Scendere giù da Trieste a Leuca, tra nord est e adriatico selvaggio. E vedere i freddi numeri su Pil, occupazione, cassa integrazione diventare visi, voci, carne e sangue. Pezzi di paese che stanno pagando il conto più salato alla recessione
Lo sportsystem a Montebelluna, gli occhiali di Belluno, il calzaturiero di San Mauro Pascoli, la meccanica-elettrodomestico di Fabriano e Nocera Umbra, le calzature di Barletta. E tanti altri posti. A percorrerli così, su e giù per lo stivale, in questi giorni della merla in cui il freddo entra nelle ossa, questi pezzi di provincia operosa del Friuli, del Veneto, della
Romagna, delle Marche e giù giù fino al Salento, non sembrano gli stessi di un paio di anni fa. Vedi meno gente che si muove la mattina, vedi più uomini ciondolare di giorno nei bar. Il 2009 è stato l’annus horrbilis dell’economia italiana, ma in questi pezzi d’Italia che vengono chiamati distretti Industriali, il terremoto è stato più forte.
LA SOFFERENZA DEI DISTRETTI – Lo vedi scendendo da nord a sud, da Montebelluna a Casarano. Stanno soffrendo più di tutti. Secondo Valter Taranzano, del club dei distretti industriali, “oltre l’80% degli imprenditori che abbiamo intervistato ammette che il distretto produttivo in cui opera è in una fase di ridimensionamento.

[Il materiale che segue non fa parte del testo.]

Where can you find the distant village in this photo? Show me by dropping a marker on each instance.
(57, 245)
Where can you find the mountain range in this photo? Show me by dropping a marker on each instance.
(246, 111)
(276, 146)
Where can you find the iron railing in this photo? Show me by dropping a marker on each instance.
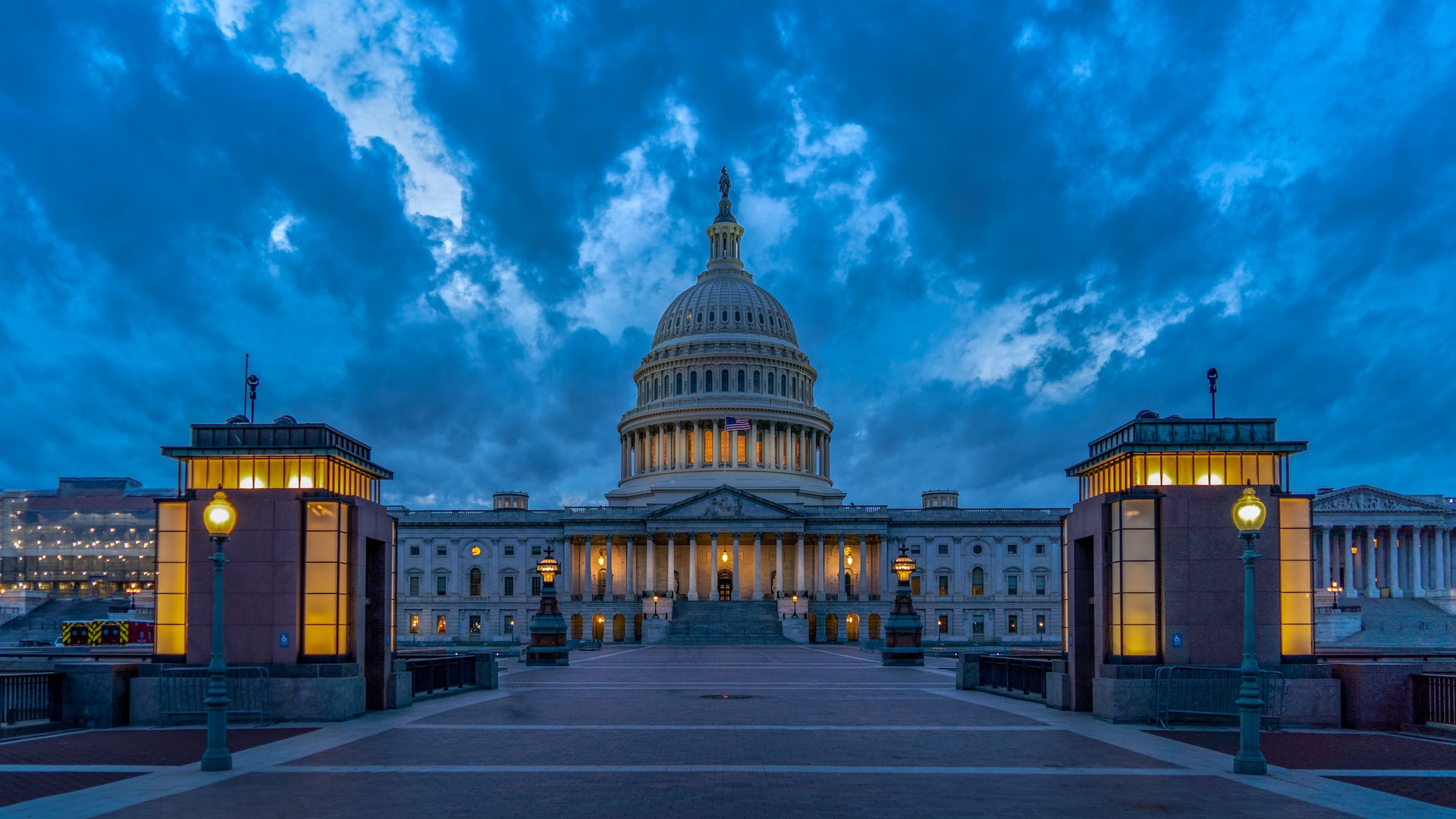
(1435, 700)
(182, 691)
(1018, 675)
(27, 697)
(430, 675)
(1209, 695)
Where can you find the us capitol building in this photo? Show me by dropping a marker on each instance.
(726, 519)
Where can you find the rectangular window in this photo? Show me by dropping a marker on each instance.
(327, 579)
(1133, 577)
(172, 534)
(1296, 598)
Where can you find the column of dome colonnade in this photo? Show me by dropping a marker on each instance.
(1386, 558)
(814, 566)
(726, 395)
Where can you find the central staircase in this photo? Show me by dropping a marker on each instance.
(726, 623)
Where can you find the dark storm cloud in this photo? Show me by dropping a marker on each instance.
(1001, 231)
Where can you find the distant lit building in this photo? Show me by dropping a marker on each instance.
(86, 538)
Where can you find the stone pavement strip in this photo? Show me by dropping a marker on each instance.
(746, 730)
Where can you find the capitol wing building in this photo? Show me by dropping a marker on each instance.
(726, 521)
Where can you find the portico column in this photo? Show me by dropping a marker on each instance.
(819, 566)
(1416, 561)
(1324, 541)
(1394, 563)
(737, 579)
(607, 538)
(1351, 588)
(778, 563)
(799, 567)
(651, 567)
(758, 564)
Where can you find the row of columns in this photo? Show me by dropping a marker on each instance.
(1401, 557)
(592, 560)
(673, 445)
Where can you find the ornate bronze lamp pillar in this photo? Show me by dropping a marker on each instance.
(903, 624)
(548, 627)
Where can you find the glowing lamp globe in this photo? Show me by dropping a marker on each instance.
(1248, 512)
(220, 516)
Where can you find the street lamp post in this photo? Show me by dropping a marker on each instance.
(218, 516)
(1248, 516)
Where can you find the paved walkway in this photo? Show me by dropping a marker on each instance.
(727, 732)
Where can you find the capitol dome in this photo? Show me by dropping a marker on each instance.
(726, 395)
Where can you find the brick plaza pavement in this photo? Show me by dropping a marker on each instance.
(730, 732)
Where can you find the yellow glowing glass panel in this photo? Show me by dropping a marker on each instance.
(1296, 579)
(325, 579)
(172, 535)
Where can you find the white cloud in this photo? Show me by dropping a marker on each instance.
(1231, 292)
(1024, 334)
(631, 245)
(278, 237)
(364, 57)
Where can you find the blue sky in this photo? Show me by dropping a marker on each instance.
(1001, 229)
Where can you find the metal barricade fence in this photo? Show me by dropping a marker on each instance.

E per il 2010 l’orizzonte resta nebuloso, tanto che gli imprenditori intervistati temono e una vera a propria “emergenza occupazione”. Gli imprenditori vedono nero: “il 64,7% denuncia una riduzione della disponibilità di liquidità nell’impresa; il 50% un incremento dell’indebitamento; il 50% problemi nel rispetto dei pagamenti ai fornitori; il 45,6% una riduzione degli investimenti in macchinari e attrezzature; il 39,7% un ridimensionamento dei rapporti di subfornitura tra le imprese; il 17,6% una riacquisizione da parte delle imprese di funzioni date precedentemente in outsourcing”. I settori più in crisi sono la meccanica, il sistema casa e la moda. Ma forse si tratta delle solite esagerazioni emotive di gente che è abituata a lavorare sodo, guadagnare bene, e lamentarsi un po’ che non si sa mai. Però anche i dati statistici sembrano dar loro ragione.
LA CRISI DELLE PICCOLE IMPRESE – Il 2009 si è chiuso con un bilancio non molto positivo: il saldo tra imprese nate e cessate nel corso dell’anno è rimasto positivo, ma il tasso di crescita è stato molto modesto, lo 0,28%: il più basso dal 2003. Dentro questo dato si nasconde la grave difficoltà delle imprese più piccole, che sono diminuite di 30mila unità, più della metà delle quali artigiane, il cui stock si è ridotto dopo nove anni di crescita ininterrotta. Il saldo negativo fra nuove iscrizioni e cessazioni è stato di -15.914 unità, con un calo dell’1,06%. La crisi però non colpisce allo stesso modo i territori: a soffrire è soprattutto il capitalismo del Nord-est con le sue propagazioni “adriatiche”. La base imprenditoriale si è ridotta in Valle D’Aosta, Trentino-Alto Adige, Veneto (un saldo di -1.021 imprese) , Friuli-Venezia Giulia (con una riduzione di quasi l’1%), Emilia-Romagna (-2.759 imprese), Marche, Molise e Puglia. Tra i settori, hanno tenuto i servizi alle imprese (+15mila unità, l’86% di tutto il saldo), alberghi e ristoranti (quasi 8.500 imprese in più) e commercio (+6.500 unità) e anche le costruzioni (+4.600). Proseguono invece il calo inarrestabile dell’agricoltura (-19mila unità, peggio dell’anno precedente) e dell’industria manifatturiera, con un’ulteriore riduzione dello stock di 5mila unità dopo i meno 2.000 del 2008. In questo settore il tonfo degli artigiani è terribile, con una riduzione della base imprenditoriale del 2%.